On 29.01.2018 16:24, Mathias Nyman wrote:
On 25.01.2018 17:51, Alan Stern wrote:
On Thu, 25 Jan 2018, Samuel Sadok wrote:
2018-01-23 17:31 GMT+01:00 Alan Stern <stern@xxxxxxxxxxxxxxxxxxx>:
On Tue, 23 Jan 2018, Samuel Sadok wrote:
Thanks Alan,
While I was at it I also enabled debug logs for xhci_hcd and xhci_pci.

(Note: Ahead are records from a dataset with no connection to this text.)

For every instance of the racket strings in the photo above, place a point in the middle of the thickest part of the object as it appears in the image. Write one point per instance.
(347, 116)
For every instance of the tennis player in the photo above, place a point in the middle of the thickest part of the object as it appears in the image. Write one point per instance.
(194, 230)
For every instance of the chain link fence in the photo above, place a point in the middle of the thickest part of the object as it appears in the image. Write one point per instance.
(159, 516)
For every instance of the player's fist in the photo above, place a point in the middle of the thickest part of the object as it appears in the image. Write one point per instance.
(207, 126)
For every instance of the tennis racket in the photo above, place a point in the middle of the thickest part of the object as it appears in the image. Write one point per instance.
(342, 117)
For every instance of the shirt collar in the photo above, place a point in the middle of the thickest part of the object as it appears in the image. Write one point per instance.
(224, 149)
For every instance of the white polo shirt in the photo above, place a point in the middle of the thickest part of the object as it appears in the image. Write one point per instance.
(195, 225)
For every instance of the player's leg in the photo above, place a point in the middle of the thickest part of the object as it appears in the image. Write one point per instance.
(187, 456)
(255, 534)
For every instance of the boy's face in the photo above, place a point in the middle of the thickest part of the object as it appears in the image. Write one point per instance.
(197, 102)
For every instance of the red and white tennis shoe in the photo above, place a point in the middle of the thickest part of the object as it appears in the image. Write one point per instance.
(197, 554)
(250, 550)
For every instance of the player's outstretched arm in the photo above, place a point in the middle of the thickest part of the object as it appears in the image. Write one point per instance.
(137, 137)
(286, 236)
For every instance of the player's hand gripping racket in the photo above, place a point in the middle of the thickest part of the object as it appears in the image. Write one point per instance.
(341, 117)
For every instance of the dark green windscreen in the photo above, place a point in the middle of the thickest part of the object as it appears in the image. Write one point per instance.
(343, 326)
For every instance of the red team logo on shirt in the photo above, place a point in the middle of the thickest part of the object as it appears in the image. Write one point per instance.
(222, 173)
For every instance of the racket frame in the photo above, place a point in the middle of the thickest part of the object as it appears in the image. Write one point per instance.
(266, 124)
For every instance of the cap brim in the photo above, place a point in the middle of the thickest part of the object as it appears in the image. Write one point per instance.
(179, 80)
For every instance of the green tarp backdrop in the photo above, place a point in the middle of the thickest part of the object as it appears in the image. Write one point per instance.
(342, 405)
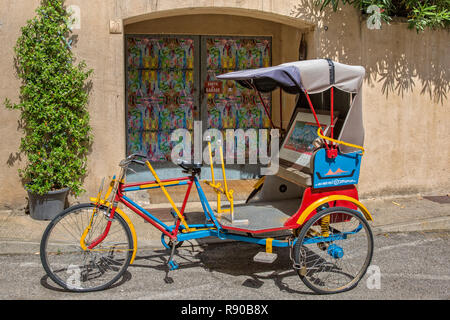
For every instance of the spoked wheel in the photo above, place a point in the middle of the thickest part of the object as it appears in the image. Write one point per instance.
(333, 250)
(75, 269)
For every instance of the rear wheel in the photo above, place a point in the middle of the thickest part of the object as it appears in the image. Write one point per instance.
(333, 250)
(80, 270)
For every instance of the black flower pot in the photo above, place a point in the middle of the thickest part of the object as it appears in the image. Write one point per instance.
(47, 206)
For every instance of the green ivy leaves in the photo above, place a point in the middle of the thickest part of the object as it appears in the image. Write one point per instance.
(420, 14)
(53, 100)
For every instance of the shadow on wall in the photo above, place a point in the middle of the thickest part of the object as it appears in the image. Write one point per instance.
(395, 56)
(335, 31)
(402, 60)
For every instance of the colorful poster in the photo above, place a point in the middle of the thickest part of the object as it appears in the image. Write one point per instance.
(160, 89)
(235, 106)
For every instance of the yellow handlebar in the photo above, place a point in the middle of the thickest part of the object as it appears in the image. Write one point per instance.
(339, 142)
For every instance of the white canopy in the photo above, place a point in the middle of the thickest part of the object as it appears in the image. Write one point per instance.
(312, 76)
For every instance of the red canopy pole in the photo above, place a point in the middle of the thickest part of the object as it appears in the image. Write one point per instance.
(332, 118)
(262, 102)
(315, 115)
(281, 108)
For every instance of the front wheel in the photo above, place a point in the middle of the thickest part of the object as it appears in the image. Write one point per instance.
(94, 269)
(333, 250)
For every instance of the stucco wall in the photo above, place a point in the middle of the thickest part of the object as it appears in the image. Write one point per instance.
(405, 92)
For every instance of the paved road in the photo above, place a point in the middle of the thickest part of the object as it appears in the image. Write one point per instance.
(412, 265)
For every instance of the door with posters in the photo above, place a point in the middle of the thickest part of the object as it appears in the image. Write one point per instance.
(170, 83)
(226, 104)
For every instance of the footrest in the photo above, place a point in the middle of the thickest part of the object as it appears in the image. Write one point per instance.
(265, 257)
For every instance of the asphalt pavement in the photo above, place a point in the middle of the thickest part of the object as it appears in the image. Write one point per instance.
(411, 258)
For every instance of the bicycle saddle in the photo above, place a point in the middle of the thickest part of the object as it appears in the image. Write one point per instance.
(192, 168)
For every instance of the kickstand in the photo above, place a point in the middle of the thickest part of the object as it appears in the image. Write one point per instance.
(172, 265)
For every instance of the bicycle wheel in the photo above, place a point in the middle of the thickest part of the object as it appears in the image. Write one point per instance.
(69, 265)
(333, 250)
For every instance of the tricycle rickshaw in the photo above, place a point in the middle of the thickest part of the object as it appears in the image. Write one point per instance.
(310, 206)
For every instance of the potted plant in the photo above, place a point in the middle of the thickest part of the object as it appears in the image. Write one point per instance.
(53, 110)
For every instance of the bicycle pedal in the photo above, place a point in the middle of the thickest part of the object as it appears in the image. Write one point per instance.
(173, 265)
(168, 280)
(265, 257)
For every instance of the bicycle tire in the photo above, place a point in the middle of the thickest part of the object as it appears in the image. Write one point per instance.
(331, 262)
(106, 261)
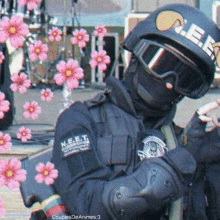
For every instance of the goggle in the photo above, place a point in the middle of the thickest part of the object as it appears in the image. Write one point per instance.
(161, 61)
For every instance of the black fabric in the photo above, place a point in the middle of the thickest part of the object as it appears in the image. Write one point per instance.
(38, 215)
(212, 191)
(147, 190)
(204, 146)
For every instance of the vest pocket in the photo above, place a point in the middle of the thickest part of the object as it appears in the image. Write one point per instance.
(113, 149)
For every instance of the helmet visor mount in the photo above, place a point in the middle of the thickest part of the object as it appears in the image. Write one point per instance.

$ echo module usbcore =p > /sys/kernel/debug/dynamic_debug/control
$ echo module xhci_hcd =p > /sys/kernel/debug/dynamic_debug/control
$ echo module xhci_pci =p > /sys/kernel/debug/dynamic_debug/control
$ modprobe usbmon
$ cat /sys/kernel/debug/usb/usbmon/0u > /tmp/usbmon.log
$ # press power button
dmesg: https://gist.github.com/anonymous/29b81574abf40605f999cfeefe98e341
usbmon: https://gist.github.com/anonymous/55b6d9bbf8b8c8627230b10d2b09dcb6
Both logs were collected at the same time so the timestamps should match.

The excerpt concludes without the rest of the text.